Il cielo era di un azzurro che faceva male agli occhi, e il sole splendeva fulgido come l'anima di Dio.

Hunter serrò la porta, si ficcò la chiave in tasca e si incamminò lungo la Glover. Aveva una fame d'inferno e le tasche vuote come una tomba il giorno del Giudizio Universale. Doveva farsi venire in mente qualcosa. Lo sfiorò il pensiero di recarsi al Little Bitch, ma l'ultima cosa che voleva era mendicare un tozzo di pane. No, doveva cavarsela da solo. Come faceva il Piccolo Cacciatore.

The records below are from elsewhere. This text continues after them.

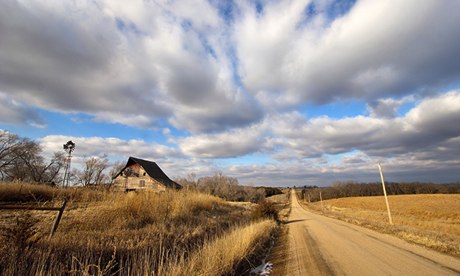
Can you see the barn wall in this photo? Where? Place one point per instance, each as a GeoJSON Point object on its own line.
{"type": "Point", "coordinates": [139, 180]}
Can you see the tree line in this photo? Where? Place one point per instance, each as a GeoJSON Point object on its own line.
{"type": "Point", "coordinates": [226, 187]}
{"type": "Point", "coordinates": [21, 159]}
{"type": "Point", "coordinates": [353, 189]}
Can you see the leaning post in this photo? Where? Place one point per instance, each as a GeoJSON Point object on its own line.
{"type": "Point", "coordinates": [385, 193]}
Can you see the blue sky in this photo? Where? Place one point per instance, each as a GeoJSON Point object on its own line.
{"type": "Point", "coordinates": [301, 92]}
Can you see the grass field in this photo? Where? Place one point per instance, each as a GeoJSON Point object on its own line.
{"type": "Point", "coordinates": [145, 233]}
{"type": "Point", "coordinates": [429, 220]}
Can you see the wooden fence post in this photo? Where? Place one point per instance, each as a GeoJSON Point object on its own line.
{"type": "Point", "coordinates": [58, 219]}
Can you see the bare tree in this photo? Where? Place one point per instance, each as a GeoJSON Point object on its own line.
{"type": "Point", "coordinates": [93, 173]}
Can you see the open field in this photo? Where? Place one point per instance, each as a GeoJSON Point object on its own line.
{"type": "Point", "coordinates": [103, 232]}
{"type": "Point", "coordinates": [429, 220]}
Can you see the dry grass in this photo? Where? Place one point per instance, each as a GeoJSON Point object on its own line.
{"type": "Point", "coordinates": [220, 255]}
{"type": "Point", "coordinates": [104, 232]}
{"type": "Point", "coordinates": [429, 220]}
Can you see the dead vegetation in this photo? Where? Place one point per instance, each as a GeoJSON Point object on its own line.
{"type": "Point", "coordinates": [429, 220]}
{"type": "Point", "coordinates": [144, 233]}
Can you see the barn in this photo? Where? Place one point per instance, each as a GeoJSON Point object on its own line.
{"type": "Point", "coordinates": [140, 174]}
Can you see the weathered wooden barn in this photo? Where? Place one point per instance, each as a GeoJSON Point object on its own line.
{"type": "Point", "coordinates": [139, 174]}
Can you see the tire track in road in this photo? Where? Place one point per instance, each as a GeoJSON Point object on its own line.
{"type": "Point", "coordinates": [318, 245]}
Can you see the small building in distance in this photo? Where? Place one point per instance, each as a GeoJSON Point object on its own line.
{"type": "Point", "coordinates": [139, 174]}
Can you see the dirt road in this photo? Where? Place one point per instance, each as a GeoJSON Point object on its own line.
{"type": "Point", "coordinates": [323, 246]}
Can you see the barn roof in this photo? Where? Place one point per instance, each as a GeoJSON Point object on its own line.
{"type": "Point", "coordinates": [153, 170]}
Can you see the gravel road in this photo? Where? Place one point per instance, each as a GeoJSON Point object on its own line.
{"type": "Point", "coordinates": [318, 245]}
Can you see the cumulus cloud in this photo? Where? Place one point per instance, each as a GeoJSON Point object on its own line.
{"type": "Point", "coordinates": [230, 76]}
{"type": "Point", "coordinates": [15, 112]}
{"type": "Point", "coordinates": [426, 126]}
{"type": "Point", "coordinates": [227, 144]}
{"type": "Point", "coordinates": [149, 61]}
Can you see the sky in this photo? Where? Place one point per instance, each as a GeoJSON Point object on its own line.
{"type": "Point", "coordinates": [275, 93]}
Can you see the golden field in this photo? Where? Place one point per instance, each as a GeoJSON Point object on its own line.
{"type": "Point", "coordinates": [144, 233]}
{"type": "Point", "coordinates": [431, 220]}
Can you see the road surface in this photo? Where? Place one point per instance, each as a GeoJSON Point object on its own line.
{"type": "Point", "coordinates": [318, 245]}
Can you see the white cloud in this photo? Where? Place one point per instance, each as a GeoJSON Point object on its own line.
{"type": "Point", "coordinates": [227, 144]}
{"type": "Point", "coordinates": [15, 112]}
{"type": "Point", "coordinates": [363, 54]}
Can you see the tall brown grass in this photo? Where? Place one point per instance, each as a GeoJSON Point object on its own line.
{"type": "Point", "coordinates": [104, 232]}
{"type": "Point", "coordinates": [431, 220]}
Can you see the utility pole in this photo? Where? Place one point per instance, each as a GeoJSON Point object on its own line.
{"type": "Point", "coordinates": [69, 147]}
{"type": "Point", "coordinates": [385, 194]}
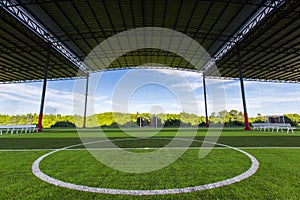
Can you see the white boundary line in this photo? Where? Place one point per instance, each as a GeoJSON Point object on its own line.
{"type": "Point", "coordinates": [140, 148]}
{"type": "Point", "coordinates": [38, 173]}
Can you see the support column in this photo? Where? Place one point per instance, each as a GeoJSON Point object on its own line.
{"type": "Point", "coordinates": [205, 102]}
{"type": "Point", "coordinates": [247, 127]}
{"type": "Point", "coordinates": [40, 122]}
{"type": "Point", "coordinates": [86, 99]}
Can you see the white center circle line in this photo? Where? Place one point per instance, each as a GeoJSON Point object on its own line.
{"type": "Point", "coordinates": [41, 175]}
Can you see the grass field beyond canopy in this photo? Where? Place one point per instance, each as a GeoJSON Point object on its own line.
{"type": "Point", "coordinates": [277, 176]}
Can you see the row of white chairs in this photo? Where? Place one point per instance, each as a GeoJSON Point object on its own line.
{"type": "Point", "coordinates": [18, 128]}
{"type": "Point", "coordinates": [273, 126]}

Svoltò su Main Street e si diresse verso lo spaccio di Pete Johnson. Non aveva voglia di rimettere il naso lì dentro, ma non c'era granché scelta. In quel buco di culo di città, lo spaccio di Johnson era come un'oasi in mezzo al deserto. Buttò un occhio al Torton's Antiquary e non vide in agguato il vecchio. Si decise allora a mettere il naso oltre la soglia dello spaccio. Pete era dietro la cassa, seduto a leggere il giornale. Ogni tanto alzava lo sguardo, dava un'occhiata in giro e lo riportava sulla carta.

Quando Hunter entrò, Pete sollevò la testa, lo vide, e una valanga di emozioni gli passò sul volto. Si irrigidì, abbassò lo sguardo e finse di leggere il giornale. Hunter lo degnò di un'occhiata veloce e sparì fra gli scaffali.